Ceci est un article du Blog du Docteur Foumentèze

En 2018, nous disposons de fils tenseurs et de technique de pose d’une telle qualité qu’il est possible d’atteindre les résultats d’un véritable lifting sans les inconvénients de la chirurgie, dans la mesure où la peau n’a pas subi une perte d’élasticité trop importante. Mon expérience de plus de 15 années me permet de toujours prédire le résultat qu’il sera possible d’obtenir selon chaque patient.

Il existe néanmoins un facteur dont il est impossible de prédire avec précision l’intensité et la durée : l’œdème post opératoire.

Cet œdème est le produit d’une inflammation occasionnée par le passage d’un corps étranger dans l’organisme du patient. Les fils tenseurs ne créant pas d’ecchymose ni d’hématome, les suites opératoires se résument à la seule présence de cet œdème. Une fois l’œdème disparu, la période de convalescence sera donc terminée. Malheureusement, l’œdème peut varier de quelques jours à plusieurs semaines et être d’une importance très différente d’un patient à l’autre, alors que le geste opératoire est rigoureusement le même.

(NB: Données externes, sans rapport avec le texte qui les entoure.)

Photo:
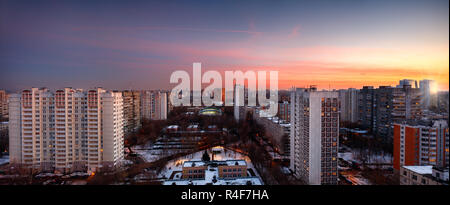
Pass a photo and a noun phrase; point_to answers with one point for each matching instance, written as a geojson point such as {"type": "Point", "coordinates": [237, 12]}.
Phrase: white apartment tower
{"type": "Point", "coordinates": [349, 105]}
{"type": "Point", "coordinates": [154, 105]}
{"type": "Point", "coordinates": [67, 130]}
{"type": "Point", "coordinates": [314, 135]}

La raison de la réactivité de l’organisme est double :

  • Un état inflammatoire chronique avec pour conséquence une hyper réactivité de nos moyens de défense nous rendant peu tolérant face un acte médical qui reste toujours perçu comme une agression par notre organisme et en particulier notre système immunitaire. Lorsque cette prédisposition est connue du patient, il est intéressant de pouvoir s’en protéger par un traitement préventif de type anti-oxydant.

 

  • Un état de stress psychologique déclinant tous les stades, depuis la simple vulnérabilité à l’angoisse, jusqu’à la méfiance la plus délétère envers l’acte souhaité. Si la gestion d’une angoisse raisonnable est tout à fait accessible au praticien et ne contre indique en rien cette intervention esthétique, il en est tout autrement dans le cadre d’un climat de doute qui ne pourra aboutir qu’à une longue et pénible convalescence. Il faudra donc mettre en garde un patient dont le niveau de stress est trop important et lui conseiller de ne pas bénéficier de cette intervention tant qu’il n’a pas atteint un niveau suffisant de relaxation et d’acceptation de l’acte.